The AI answers based only on the actual responses, provides 2-3 supporting quotes, and rates its own confidence as high, medium, or low.
Caching Strategy
Analysis results are stored in a campaign_analysis table with one row per campaign. The cache is considered valid when:
- A cached row exists for the campaign
- The stored
response_countmatches the current number of responses - The creator hasn't explicitly requested regeneration
If new responses have come in since the last analysis, the entire analysis is regenerated (all four functions run fresh) and the cached row is replaced via upsert. This keeps results current without redundant AI calls on repeated page views.
Error Handling and JSON Extraction
Safe JSON Parsing
AI responses sometimes include markdown code blocks, explanatory text before or after the JSON, or other formatting. The extractJSONFromResponse utility handles this using a character-by-character parser that:
- Strips markdown code block delimiters (
```json ... ```) - Finds the first opening brace
{ - Tracks nested braces and string boundaries (ignoring braces inside quotes)
- Returns the complete JSON substring
This parser was specifically designed to be ReDoS-safe — it avoids regex patterns like [\s\S]*? that could cause catastrophic backtracking on malformed input.
Graceful Fallbacks
Every AI function wraps its call in a try-catch block.
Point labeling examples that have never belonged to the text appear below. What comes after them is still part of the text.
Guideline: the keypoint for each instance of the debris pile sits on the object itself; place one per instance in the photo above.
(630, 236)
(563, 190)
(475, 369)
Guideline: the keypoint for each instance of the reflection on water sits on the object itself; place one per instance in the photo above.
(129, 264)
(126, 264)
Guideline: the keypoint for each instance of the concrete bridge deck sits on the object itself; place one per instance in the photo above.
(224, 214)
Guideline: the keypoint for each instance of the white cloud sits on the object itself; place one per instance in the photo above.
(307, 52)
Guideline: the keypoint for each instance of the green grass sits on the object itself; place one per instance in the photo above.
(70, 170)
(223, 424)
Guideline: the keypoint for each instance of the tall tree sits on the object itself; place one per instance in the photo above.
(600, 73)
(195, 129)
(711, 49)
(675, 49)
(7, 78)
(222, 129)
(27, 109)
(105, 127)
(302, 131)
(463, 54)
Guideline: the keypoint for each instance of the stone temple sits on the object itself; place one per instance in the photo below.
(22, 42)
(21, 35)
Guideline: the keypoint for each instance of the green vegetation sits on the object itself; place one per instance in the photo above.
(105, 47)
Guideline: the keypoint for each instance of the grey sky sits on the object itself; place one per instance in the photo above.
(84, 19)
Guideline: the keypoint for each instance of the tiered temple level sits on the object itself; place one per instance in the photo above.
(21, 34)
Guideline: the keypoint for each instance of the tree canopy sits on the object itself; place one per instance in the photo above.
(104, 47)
When something goes wrong (API timeout, malformed response, parsing failure), the system returns safe defaults rather than crashing:
| Function | Fallback Behavior |
|---|---|
analyzeResponse | Returns neutral sentiment, empty themes, truncated response as summary |
analyzeSentiment | Returns all responses classified as neutral |
extractThemes | Returns empty array |
answerQuery | Returns a friendly error message with low confidence |
| Mission wizard functions | Throws error (displayed to creator in the UI) |
| Follow-up generation | Throws error (retried by the frontend) |
The analysis functions fail silently because partial analysis is better than no analysis. The mission wizard and conversation functions throw errors because those require human interaction to recover from.